His voice was almost a shout.
“Mighta been scared to death,” said Destry. “But he had a chance to say a few words.”
Fierce pleasure filled him as he saw the face of Bent whiten, and the green light of desperation come into his face.
“What did he say?”
“Raved a mite, Chet. Crazy talk. Something about you bein’ the one that killed Clifton.”
Bent laughed.
But suddenly he was aware that there was no answering smile on the face of his companion, but gravely, keenly, Destry was watching him. His laughter halted abruptly.
“And what about you, Harry?” he asked. “What d’you thing about the kid’s story?”
Destry waved his hand.
“Kid’s get a lot of fool ideas,” he said. “I ain’t so much interested in that, old son, as I am in the yarn that Slater’s just been tellin’ me about the job that you done on the express six years ago——”
It was a blow so sudden and crushing to Bent, and it came upon him so unexpectedly, that he went back a staggering pace and rested his hand against the wall.

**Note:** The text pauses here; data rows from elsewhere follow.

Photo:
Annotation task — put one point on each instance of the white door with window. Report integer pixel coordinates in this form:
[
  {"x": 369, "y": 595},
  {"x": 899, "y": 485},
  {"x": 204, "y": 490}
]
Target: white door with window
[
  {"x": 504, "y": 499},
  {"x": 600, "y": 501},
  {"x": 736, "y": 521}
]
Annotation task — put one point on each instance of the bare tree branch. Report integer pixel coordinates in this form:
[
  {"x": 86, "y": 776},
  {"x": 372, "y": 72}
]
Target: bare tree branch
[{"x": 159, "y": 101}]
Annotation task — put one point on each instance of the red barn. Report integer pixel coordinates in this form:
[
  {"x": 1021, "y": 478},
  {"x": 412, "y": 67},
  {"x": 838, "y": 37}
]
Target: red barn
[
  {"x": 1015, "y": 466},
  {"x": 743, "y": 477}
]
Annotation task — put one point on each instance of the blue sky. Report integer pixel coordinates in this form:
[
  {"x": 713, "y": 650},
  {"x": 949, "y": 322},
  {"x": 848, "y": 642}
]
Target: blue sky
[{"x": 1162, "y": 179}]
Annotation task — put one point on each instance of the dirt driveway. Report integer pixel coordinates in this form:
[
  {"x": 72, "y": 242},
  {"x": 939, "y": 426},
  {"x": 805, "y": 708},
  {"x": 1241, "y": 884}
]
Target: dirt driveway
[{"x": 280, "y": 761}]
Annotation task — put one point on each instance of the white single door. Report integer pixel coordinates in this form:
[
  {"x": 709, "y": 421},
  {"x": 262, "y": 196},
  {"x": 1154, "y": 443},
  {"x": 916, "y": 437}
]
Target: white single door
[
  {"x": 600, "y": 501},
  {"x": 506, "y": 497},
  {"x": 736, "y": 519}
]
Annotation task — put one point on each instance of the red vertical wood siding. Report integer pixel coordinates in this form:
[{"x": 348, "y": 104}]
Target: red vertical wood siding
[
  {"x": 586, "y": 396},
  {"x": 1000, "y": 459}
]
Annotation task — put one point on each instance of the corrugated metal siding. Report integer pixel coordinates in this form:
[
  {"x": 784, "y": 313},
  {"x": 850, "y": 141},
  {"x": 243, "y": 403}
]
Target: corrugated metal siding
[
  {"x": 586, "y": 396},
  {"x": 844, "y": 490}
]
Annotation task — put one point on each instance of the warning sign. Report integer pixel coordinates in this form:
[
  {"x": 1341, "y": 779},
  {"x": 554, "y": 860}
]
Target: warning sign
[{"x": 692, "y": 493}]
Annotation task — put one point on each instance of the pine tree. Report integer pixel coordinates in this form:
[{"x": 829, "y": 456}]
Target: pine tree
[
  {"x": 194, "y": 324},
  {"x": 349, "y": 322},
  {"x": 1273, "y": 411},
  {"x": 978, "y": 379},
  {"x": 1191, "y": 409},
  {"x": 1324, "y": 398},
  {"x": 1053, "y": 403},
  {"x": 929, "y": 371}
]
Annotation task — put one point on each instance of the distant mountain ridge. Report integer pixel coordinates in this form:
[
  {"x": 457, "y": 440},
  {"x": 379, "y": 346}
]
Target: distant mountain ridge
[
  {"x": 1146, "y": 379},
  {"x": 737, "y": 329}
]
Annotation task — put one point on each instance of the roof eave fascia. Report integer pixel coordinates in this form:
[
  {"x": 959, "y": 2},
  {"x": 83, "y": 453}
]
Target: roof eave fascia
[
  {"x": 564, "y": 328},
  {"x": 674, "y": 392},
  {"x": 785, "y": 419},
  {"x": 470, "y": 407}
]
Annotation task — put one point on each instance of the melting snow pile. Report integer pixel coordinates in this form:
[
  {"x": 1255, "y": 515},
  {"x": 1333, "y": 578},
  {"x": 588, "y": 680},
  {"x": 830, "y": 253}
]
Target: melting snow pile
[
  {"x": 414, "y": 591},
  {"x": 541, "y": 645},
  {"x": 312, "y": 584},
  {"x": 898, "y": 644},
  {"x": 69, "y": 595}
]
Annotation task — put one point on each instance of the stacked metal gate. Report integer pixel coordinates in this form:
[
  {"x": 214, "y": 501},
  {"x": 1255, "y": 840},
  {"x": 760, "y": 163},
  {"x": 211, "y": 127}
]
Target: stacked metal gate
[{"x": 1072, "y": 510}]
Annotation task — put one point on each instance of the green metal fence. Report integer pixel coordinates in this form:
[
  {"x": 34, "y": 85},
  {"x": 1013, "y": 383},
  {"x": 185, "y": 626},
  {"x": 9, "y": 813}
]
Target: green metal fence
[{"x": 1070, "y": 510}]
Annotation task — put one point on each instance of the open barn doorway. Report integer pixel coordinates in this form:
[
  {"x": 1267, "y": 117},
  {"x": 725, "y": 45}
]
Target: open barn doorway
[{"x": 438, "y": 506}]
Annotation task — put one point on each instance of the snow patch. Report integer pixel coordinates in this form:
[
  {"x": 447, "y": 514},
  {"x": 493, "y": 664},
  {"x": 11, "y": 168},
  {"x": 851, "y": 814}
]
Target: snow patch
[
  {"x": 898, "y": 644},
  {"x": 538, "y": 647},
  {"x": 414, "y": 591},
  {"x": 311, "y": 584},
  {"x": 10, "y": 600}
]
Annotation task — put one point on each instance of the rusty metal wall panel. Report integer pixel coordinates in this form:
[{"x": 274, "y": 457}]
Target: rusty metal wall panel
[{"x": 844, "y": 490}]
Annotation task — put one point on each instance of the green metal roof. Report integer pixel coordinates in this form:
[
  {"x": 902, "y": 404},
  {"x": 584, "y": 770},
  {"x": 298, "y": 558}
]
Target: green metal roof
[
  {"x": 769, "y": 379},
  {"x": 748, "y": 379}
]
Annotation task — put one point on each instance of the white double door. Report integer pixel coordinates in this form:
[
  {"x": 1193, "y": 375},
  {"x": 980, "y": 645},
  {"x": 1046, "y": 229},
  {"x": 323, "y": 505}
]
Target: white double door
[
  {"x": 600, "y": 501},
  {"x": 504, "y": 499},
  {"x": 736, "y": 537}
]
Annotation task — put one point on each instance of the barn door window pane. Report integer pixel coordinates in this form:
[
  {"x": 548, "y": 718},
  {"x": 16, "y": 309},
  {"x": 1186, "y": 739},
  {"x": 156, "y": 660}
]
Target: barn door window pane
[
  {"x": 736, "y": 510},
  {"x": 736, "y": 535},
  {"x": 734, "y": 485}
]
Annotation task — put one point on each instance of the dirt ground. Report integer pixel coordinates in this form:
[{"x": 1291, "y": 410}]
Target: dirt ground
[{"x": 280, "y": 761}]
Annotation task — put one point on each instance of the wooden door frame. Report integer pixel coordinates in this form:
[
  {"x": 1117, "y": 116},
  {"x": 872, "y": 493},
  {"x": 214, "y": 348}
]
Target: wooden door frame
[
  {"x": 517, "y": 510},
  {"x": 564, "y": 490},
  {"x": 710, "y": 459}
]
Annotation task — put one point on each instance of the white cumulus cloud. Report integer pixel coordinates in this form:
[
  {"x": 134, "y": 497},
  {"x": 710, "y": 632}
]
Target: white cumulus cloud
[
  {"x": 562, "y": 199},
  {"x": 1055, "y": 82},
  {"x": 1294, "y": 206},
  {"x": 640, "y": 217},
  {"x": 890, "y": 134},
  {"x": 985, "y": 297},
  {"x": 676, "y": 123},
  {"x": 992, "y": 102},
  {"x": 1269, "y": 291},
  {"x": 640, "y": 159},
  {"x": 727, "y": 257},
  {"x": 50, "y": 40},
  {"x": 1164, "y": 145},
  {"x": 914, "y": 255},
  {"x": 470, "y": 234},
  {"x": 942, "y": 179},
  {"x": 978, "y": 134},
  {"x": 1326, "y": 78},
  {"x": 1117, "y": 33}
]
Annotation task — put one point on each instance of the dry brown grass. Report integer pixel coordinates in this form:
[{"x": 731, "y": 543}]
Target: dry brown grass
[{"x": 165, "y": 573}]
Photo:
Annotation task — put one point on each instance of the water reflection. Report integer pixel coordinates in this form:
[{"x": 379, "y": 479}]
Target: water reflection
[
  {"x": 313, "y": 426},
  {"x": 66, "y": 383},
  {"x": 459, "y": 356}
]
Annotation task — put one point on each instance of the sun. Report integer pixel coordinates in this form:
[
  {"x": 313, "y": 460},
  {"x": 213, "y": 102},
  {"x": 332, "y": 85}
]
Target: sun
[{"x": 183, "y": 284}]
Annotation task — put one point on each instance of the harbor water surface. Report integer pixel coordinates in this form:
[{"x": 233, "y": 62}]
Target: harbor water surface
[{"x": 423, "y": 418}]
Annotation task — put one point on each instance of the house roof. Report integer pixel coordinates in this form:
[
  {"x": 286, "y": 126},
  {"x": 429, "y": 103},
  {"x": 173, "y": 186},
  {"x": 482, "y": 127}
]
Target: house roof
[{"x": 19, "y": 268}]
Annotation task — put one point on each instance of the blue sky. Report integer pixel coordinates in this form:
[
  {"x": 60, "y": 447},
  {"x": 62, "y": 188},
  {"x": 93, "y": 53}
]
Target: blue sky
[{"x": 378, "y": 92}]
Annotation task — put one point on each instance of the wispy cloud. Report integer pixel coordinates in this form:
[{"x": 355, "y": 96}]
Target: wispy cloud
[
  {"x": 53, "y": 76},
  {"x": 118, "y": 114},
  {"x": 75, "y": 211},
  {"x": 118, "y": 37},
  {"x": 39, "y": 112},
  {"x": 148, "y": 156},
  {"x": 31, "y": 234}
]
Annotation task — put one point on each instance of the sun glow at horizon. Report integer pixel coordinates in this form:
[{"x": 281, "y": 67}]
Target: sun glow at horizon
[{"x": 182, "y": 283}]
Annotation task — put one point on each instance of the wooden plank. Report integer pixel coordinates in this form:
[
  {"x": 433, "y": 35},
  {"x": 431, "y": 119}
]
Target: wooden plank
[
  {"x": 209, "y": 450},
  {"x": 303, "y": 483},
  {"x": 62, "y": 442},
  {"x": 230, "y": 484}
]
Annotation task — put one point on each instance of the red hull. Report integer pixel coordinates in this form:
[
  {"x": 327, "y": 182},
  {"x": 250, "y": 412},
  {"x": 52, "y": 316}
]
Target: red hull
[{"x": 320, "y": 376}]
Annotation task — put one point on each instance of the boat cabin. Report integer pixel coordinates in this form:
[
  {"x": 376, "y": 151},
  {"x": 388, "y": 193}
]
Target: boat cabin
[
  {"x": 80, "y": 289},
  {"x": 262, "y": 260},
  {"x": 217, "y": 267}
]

Swiftly he rallied, and Destry covered the moment of confusion by saying: “And I’ve bee
n admiring the way that you handled everything from that point on, Chet. The way that you passed me into the pen for six years, say, and the way that you pretty nigh cried with joy when I got out again! The way that you been befriendin’ me ever since, too, is pretty touching. Traps in my room, guns in the dark, lies and sneak-in’ treachery!”
His voice did not rise as he talked.
Bent, on the farther side of the room, looked like a half stunned fighter striving to regain full control of his wits.
At last he said: “I’ll tell you, Harry, that you’ve been listening to a poor sick kid and to an old fool. You don’t mean to tell me that you believe what either of them have been saying?”
“Not more’n I believe the Bible,” said Destry.
“Harry, what’s up?” asked Bent, his face shining with sweat.
“This!” said Destry.
He drew aside the flap of his coat, and exposed the badge of office which the sheriff had just pinned there.
“So?” said Bent.
He looked up at the ceiling, but Destry knew that the other’s attention in spite of all seeming was constantly fixed upon him.
“Jail or guns, Chester,” he suggested. “You can come along with me and be poisoned with the things that everybody’s gunna say about you, or else you can take your chance right here and now with old Judge Colt, that don’t never make no mistakes!”
Bent drew a quick, long breath and straightened.
“It’s better this way,” he said. “I’ve been a fool in leaving you to other hands. I should have known from the first that you’re enough of a man to need my special personal attention, which I’m going to give you now, Harry!”
“You’ll fight?”
“I’ll kill you,” said Bent, “with a good deal more pleasure than I ever did any act of my life. Before this, I’ve been held back by other considerations.”
“Charlie, for one?”
The face of Bent wrinkled with malignancy.
“I would have had her,” he declared. “Time and a little patience while she forgot the death of the murderer, Destry—and then I would have married her.”
“I doubt it,” said Destry. “But what made you kill Clifton? Only to chuck the blame on me?”